Abstract
Autophagy is promoted as a response to such environmental stress conditions as ATP depletion and excessive accumulation of reactive oxygen species (ROS). Multiple signalling pathways, including AMP-activated protein kinase (AMPK), are indicated to promote autophagy in ischaemic/hypoxic (I/R) heart. However, it's far more to clarify the orchestrated cross-talk between AMPK and other signalling pathways in the autophagy. In the present study, we investigated the autophagy induction by hypoxia in Rat H9C2 cardiomyocytes with LC3-EGFP reporter, EM and Western blot analysis. Then, we examined the promotion of forkhead box O (FOXO) 3, one member of FOXO transcriptional protein family, by hypoxia in Rat H9C2 cells and determined the mediation of FOXO 3 in the hypoxia-induced autophagy in H9C2 cells. In addition, we investigated the role of AMPK signalling in the FOXO3-mediated, hypoxia-induced autophagy in H9C2 cells. It was demonstrated that hypoxia induced significant autophagy in H9C2 cells, via promoting autophagic vesicles, inducing the conversion of LC3-I to LC3-II and up-regulating autophagy-related (ATG) markers. Moreover, FOXO3 was up-regulated by the hypoxia in H9C2 cells; and the knockdown of FOXO3 significantly reduced the hypoxia-induced autophagy. In addition, AMPK signalling was significantly promoted by hypoxia in H9C2 cells, and the chemical manipulation of AMPK exerted significant influence on the hypoxia-induced autophagy and on the FOXO3 level. In conclusion, FOXO3 regulated the hypoxia-induced autophagy in cardiomyocytes, and AMPK mediated the FOXO3 promotion during the autophagy induction by hypoxia, implying the key regulatory role of FOXO3 and AMPK signalling in the hypoxia-induced autophagy in cardiomyocytes.
Highlights
Ischaemic/hypoxic (I/R) heart disease is widely conceived as the single leading cause of death worldwide
To confirm the autophagy induction by hypoxia, we examined the autophagosome in the H9C2 cells under hypoxia via EM, the representative ultra-structures of the autophagosome under EM microphotography were found in H9C2 cells under hypoxia, rather than in H9C2 cells under normoxia (Figure 1B)

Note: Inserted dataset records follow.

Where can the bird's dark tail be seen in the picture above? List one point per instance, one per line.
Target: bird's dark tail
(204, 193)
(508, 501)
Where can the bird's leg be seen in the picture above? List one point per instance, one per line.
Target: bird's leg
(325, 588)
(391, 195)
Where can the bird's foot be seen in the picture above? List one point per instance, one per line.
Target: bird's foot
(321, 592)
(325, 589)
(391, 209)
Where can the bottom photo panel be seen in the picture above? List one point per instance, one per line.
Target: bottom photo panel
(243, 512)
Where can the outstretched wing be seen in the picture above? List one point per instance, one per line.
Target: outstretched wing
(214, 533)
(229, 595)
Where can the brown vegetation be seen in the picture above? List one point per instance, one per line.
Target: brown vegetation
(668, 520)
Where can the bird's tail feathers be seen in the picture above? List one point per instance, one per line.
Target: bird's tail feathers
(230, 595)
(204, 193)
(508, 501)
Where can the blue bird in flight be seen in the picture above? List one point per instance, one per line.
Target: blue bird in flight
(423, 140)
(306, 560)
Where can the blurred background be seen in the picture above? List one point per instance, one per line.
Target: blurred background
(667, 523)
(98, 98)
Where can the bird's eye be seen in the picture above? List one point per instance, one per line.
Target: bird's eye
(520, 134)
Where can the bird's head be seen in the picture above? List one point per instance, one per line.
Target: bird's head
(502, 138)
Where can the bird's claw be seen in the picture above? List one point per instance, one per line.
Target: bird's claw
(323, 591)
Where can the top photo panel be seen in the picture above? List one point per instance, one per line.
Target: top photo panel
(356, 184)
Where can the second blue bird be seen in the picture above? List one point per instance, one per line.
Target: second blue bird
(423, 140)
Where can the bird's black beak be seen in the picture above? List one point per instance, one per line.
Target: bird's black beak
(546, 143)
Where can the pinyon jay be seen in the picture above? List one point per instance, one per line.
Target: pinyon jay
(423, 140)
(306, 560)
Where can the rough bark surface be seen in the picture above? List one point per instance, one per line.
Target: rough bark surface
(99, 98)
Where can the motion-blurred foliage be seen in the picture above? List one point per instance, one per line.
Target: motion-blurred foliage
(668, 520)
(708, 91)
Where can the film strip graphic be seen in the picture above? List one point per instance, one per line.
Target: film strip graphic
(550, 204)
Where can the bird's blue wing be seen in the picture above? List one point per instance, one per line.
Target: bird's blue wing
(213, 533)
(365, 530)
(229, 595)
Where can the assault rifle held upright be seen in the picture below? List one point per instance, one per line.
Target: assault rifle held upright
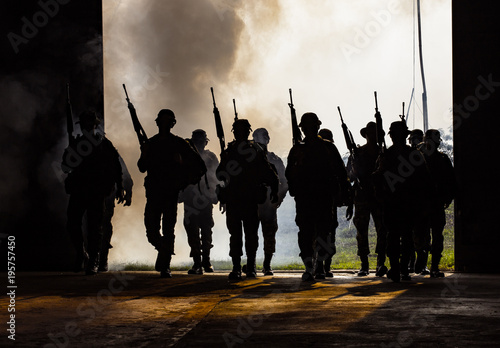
(296, 134)
(235, 113)
(218, 123)
(349, 140)
(69, 117)
(380, 128)
(141, 135)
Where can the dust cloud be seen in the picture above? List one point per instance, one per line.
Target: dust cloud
(331, 53)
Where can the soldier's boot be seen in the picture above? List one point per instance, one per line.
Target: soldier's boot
(196, 269)
(103, 260)
(266, 267)
(365, 268)
(394, 273)
(328, 264)
(319, 272)
(411, 264)
(435, 272)
(82, 258)
(381, 267)
(207, 266)
(162, 264)
(310, 264)
(235, 274)
(421, 263)
(93, 263)
(251, 270)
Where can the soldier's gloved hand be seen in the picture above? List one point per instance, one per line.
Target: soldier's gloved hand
(119, 195)
(274, 197)
(145, 148)
(222, 208)
(128, 199)
(349, 212)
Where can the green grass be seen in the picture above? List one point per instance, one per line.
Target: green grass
(345, 258)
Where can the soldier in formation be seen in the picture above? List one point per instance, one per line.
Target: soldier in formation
(431, 226)
(317, 178)
(360, 167)
(94, 170)
(246, 174)
(268, 210)
(171, 165)
(198, 201)
(402, 183)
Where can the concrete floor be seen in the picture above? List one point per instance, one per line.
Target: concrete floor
(138, 309)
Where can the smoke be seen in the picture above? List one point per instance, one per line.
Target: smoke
(331, 53)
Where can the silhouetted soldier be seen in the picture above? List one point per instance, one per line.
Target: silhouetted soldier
(172, 164)
(360, 168)
(246, 172)
(94, 170)
(444, 184)
(268, 210)
(401, 182)
(109, 209)
(415, 140)
(327, 135)
(198, 206)
(316, 179)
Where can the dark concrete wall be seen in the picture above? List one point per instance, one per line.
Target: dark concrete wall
(45, 44)
(476, 98)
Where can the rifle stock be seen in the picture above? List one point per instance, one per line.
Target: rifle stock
(296, 134)
(380, 128)
(235, 113)
(349, 139)
(141, 135)
(218, 123)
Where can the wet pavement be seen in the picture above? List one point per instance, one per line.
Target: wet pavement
(139, 309)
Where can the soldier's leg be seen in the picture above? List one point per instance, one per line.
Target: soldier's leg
(251, 228)
(169, 214)
(75, 211)
(332, 250)
(95, 213)
(361, 221)
(234, 226)
(206, 224)
(393, 226)
(152, 222)
(422, 241)
(381, 247)
(269, 225)
(437, 223)
(305, 220)
(191, 225)
(107, 232)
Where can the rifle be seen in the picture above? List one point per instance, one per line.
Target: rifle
(69, 117)
(296, 134)
(141, 135)
(235, 113)
(218, 123)
(402, 116)
(380, 128)
(349, 140)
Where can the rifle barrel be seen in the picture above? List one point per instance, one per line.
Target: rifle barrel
(126, 94)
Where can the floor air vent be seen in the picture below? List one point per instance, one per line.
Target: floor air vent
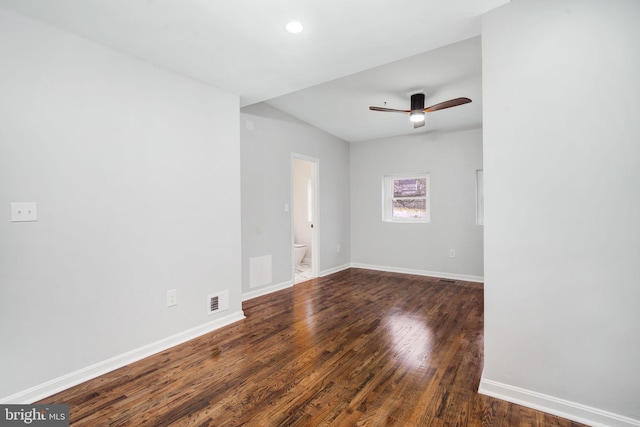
(213, 303)
(217, 302)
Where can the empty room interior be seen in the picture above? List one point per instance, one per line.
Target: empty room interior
(401, 213)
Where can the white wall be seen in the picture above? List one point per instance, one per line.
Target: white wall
(266, 188)
(562, 207)
(136, 174)
(452, 160)
(301, 225)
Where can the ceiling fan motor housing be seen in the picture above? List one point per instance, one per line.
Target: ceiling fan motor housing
(417, 101)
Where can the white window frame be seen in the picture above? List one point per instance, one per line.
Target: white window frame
(387, 198)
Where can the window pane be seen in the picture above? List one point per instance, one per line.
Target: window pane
(409, 208)
(411, 187)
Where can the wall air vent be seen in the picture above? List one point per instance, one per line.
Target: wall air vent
(217, 302)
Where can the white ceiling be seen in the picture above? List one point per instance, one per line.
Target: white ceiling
(241, 47)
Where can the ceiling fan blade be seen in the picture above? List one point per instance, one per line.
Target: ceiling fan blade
(447, 104)
(389, 110)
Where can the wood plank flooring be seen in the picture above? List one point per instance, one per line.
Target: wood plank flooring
(357, 348)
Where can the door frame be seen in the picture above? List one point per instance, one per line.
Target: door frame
(315, 200)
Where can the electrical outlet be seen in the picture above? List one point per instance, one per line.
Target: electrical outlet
(21, 212)
(172, 297)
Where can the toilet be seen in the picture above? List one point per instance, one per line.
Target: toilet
(299, 251)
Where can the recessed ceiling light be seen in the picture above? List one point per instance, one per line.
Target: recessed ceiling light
(294, 27)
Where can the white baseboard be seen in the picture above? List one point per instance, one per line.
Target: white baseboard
(64, 382)
(335, 270)
(438, 274)
(553, 405)
(266, 290)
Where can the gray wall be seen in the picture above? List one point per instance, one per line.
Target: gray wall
(452, 160)
(136, 174)
(562, 206)
(268, 137)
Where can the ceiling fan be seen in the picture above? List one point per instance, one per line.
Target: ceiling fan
(417, 111)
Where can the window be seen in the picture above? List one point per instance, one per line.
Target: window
(479, 197)
(406, 198)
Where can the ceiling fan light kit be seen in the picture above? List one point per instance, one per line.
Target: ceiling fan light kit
(418, 111)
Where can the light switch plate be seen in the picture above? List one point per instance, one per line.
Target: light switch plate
(21, 212)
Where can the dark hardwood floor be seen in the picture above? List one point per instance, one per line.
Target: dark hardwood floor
(355, 348)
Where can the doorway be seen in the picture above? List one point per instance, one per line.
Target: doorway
(304, 217)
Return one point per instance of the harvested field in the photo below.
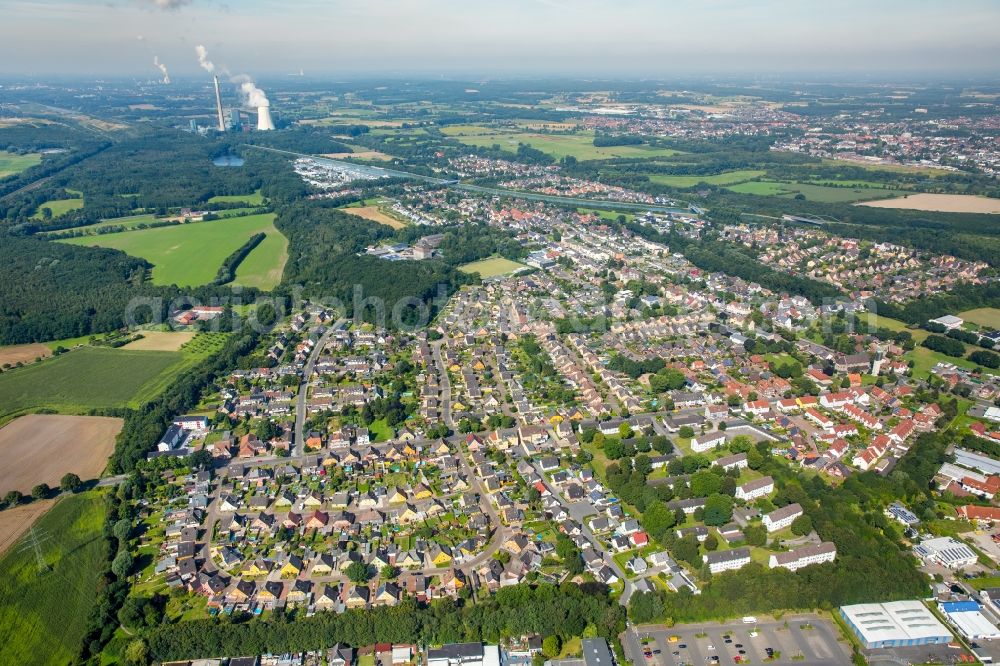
(161, 340)
(41, 448)
(375, 214)
(15, 522)
(23, 353)
(940, 203)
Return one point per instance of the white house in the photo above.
(805, 556)
(727, 560)
(781, 518)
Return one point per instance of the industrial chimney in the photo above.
(218, 105)
(264, 122)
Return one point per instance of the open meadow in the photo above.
(41, 448)
(724, 178)
(44, 614)
(161, 341)
(491, 267)
(17, 520)
(812, 192)
(59, 207)
(98, 378)
(581, 145)
(14, 354)
(253, 199)
(983, 317)
(940, 203)
(190, 254)
(374, 214)
(12, 164)
(264, 267)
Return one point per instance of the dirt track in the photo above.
(15, 522)
(41, 448)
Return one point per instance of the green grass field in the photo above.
(581, 146)
(819, 193)
(190, 254)
(491, 267)
(252, 199)
(983, 317)
(12, 164)
(724, 178)
(264, 266)
(60, 206)
(98, 377)
(44, 615)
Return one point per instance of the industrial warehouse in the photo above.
(895, 624)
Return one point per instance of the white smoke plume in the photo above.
(163, 68)
(252, 95)
(203, 60)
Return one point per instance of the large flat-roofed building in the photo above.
(968, 618)
(464, 654)
(895, 624)
(946, 551)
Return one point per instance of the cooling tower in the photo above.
(218, 105)
(264, 122)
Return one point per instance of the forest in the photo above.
(568, 610)
(324, 259)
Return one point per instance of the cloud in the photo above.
(168, 5)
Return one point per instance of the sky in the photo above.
(600, 38)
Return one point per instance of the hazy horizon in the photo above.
(522, 38)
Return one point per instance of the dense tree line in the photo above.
(227, 271)
(567, 610)
(326, 257)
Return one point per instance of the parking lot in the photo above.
(794, 640)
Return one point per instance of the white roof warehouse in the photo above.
(895, 624)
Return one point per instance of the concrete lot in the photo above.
(983, 540)
(800, 639)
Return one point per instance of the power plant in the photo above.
(264, 122)
(251, 96)
(218, 105)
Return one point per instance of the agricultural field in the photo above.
(819, 193)
(17, 520)
(60, 206)
(161, 341)
(581, 146)
(44, 614)
(374, 214)
(941, 203)
(492, 267)
(40, 448)
(14, 354)
(98, 378)
(263, 268)
(983, 317)
(724, 178)
(253, 199)
(12, 164)
(190, 254)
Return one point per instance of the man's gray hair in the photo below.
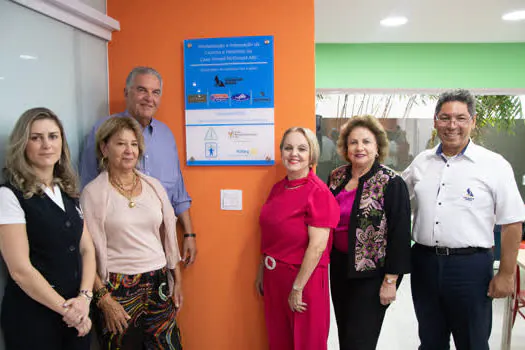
(140, 71)
(459, 95)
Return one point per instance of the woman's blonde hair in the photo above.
(111, 127)
(368, 122)
(313, 145)
(18, 170)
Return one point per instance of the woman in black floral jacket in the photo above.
(372, 241)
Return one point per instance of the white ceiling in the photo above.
(357, 21)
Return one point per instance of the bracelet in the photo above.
(86, 293)
(99, 294)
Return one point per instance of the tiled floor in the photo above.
(399, 330)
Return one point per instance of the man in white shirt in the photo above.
(460, 191)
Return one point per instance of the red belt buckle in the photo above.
(269, 262)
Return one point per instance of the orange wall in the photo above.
(221, 309)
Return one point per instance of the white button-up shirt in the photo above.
(457, 201)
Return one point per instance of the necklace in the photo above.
(126, 193)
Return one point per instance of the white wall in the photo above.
(68, 75)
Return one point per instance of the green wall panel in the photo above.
(421, 66)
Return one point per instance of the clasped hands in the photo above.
(77, 314)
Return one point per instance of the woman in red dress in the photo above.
(296, 223)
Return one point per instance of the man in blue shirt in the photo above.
(143, 93)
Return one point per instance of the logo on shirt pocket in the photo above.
(468, 196)
(80, 213)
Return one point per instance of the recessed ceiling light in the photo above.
(393, 21)
(514, 16)
(28, 57)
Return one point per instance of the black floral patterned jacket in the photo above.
(379, 228)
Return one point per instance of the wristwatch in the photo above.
(297, 288)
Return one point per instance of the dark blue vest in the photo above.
(54, 242)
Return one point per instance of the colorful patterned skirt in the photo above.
(146, 299)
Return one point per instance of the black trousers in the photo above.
(450, 297)
(358, 310)
(29, 325)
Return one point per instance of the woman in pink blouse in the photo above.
(296, 223)
(138, 285)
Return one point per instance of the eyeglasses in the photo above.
(459, 120)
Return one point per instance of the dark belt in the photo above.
(451, 251)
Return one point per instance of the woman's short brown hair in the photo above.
(369, 122)
(111, 127)
(310, 138)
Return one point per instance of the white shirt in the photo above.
(11, 211)
(457, 201)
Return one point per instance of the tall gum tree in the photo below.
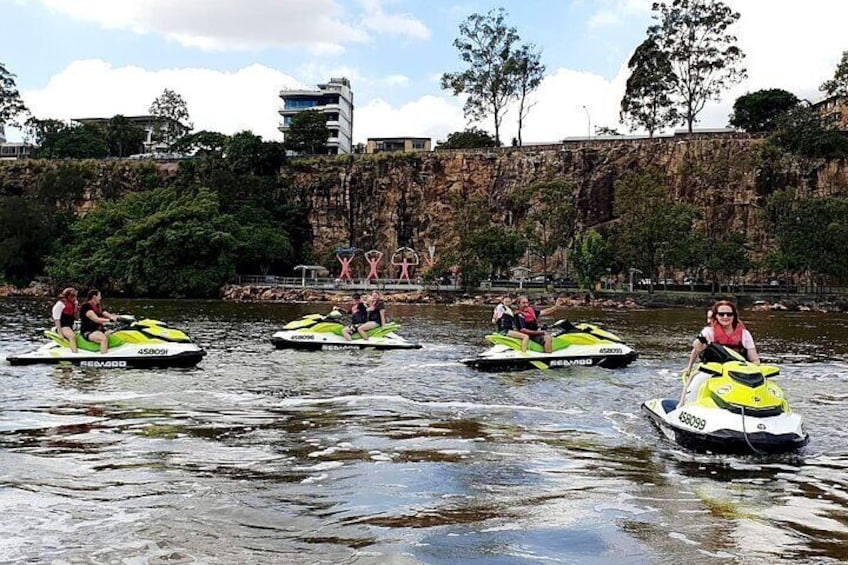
(485, 45)
(11, 105)
(704, 56)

We analysed the expression of ATG and autophagyregulated genes, such as LC3, mammalian target of rapamycin (mTOR) and Atg7 and the expression of hypoxia-inducible factor (HIF)-1α, which is up-regulated by hypoxia [21]
Summary
Ischaemic/hypoxic (I/R) heart disease is widely conceived as the single leading cause of death worldwide. The percentage keeps in high of patients suffering from acute myocardial infarction (MI) and experiencing sudden cardiac death [1]. We are far from clear understanding the mechanisms underlining the myocardial ischaemia/infarction, though there are accumulating and massive studies focusing on the subject. Autophagy is a dynamic self-degradation process for cellular components by cellular lysosome under a stringent regulation [3,4], and has been recognized to involve in the ischaemic heart disease [5]. Autophagy normally maintains at a low level in heart, and is sharply promoted as a response to such environmental stress conditions as ATP depletion, excessive reactive oxygen species (ROS) and mitochondrial dysfunction [6,7]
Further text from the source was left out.